On Thu, Jan 13, 2022, Sean Christopherson wrote:
> On Tue, Jan 11, 2022, Maxim Levitsky wrote:
> > Both Intel and AMD's PRM also state that changing APIC ID is implementation
> > dependent.
> >
> > I vote to forbid changing apic id, at least in the case any APIC acceleration
> > is used, be that APICv or AVIC.
>
> That has my vote as well. For IPIv in particular there's not much concern with
> backwards compability, i.e. we can tie the behavior to enable_ipiv.

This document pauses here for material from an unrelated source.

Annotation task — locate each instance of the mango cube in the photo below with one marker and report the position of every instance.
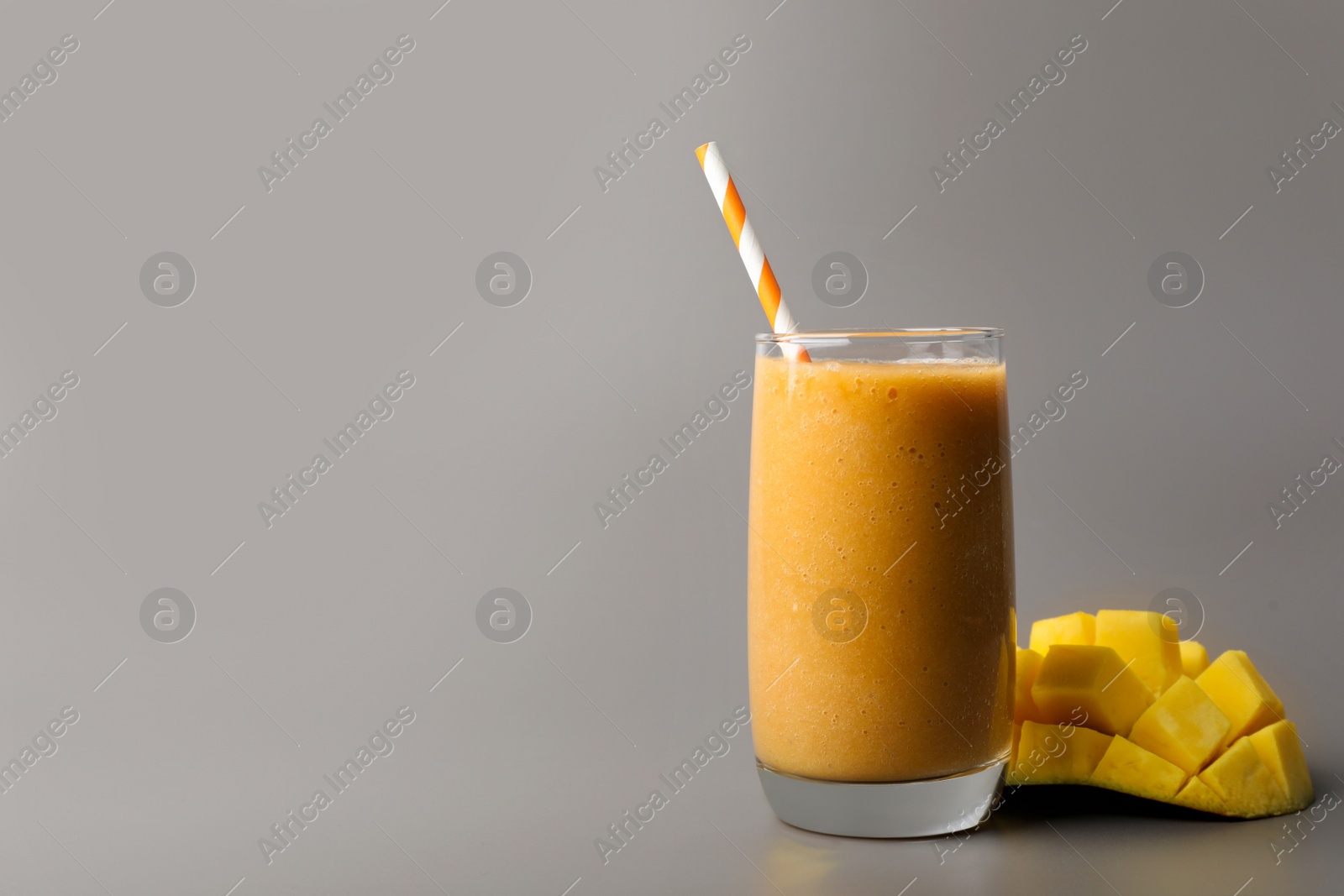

Hrm, it may not be that simple. There's some crusty (really, really crusty) code
in Linux's boot code that writes APIC_ID. IIUC, the intent is to play nice with
running a UP crash dump kernel on "BSP" that isn't "the BSP", e.g. has a non-zero
APIC ID.

static void __init apic_bsp_up_setup(void)
{
#ifdef CONFIG_X86_64
apic_write(APIC_ID, apic->set_apic_id(boot_cpu_physical_apicid));
#else
/*
* Hack: In case of kdump, after a crash, kernel might be booting
* on a cpu with non-zero lapic id. But boot_cpu_physical_apicid
* might be zero if read from MP tables. Get it from LAPIC.
*/
# ifdef CONFIG_CRASH_DUMP
boot_cpu_physical_apicid = read_apic_id();
# endif
#endif
}

The most helpful comment is in generic_processor_info():

/*
* boot_cpu_physical_apicid is designed to have the apicid
* returned by read_apic_id(), i.e, the apicid of the
* currently booting-up processor. However, on some platforms,
* it is temporarily modified by the apicid reported as BSP
* through MP table. Concretely:
*
* - arch/x86/kernel/mpparse.c: MP_processor_info()
* - arch/x86/mm/amdtopology.c: amd_numa_init()
*
* This function is executed with the modified
* boot_cpu_physical_apicid. So, disabled_cpu_apicid kernel
* parameter doesn't work to disable APs on kdump 2nd kernel.
*
* Since fixing handling of boot_cpu_physical_apicid requires
* another discussion and tests on each platform, we leave it
* for now and here we use read_apic_id() directly in this
* function, generic_processor_info().
*/

It's entirely possible that this path is unused in a KVM guest, but I don't think
we can know that with 100% certainty.

But I also completely agree that attempting to keep the tables up-to-date is ugly
and a waste of time and effort, e.g. as Maxim pointed out, the current AVIC code
is comically broken.

Rather than disallowing the write, what if we add yet another inhibit that disables
APICv if IPI virtualization is enabled and a vCPU has an APIC ID != vcpu_id? KVM
is equipped to handle the emulation, so it just means that a guest that's doing
weird things loses a big of performance.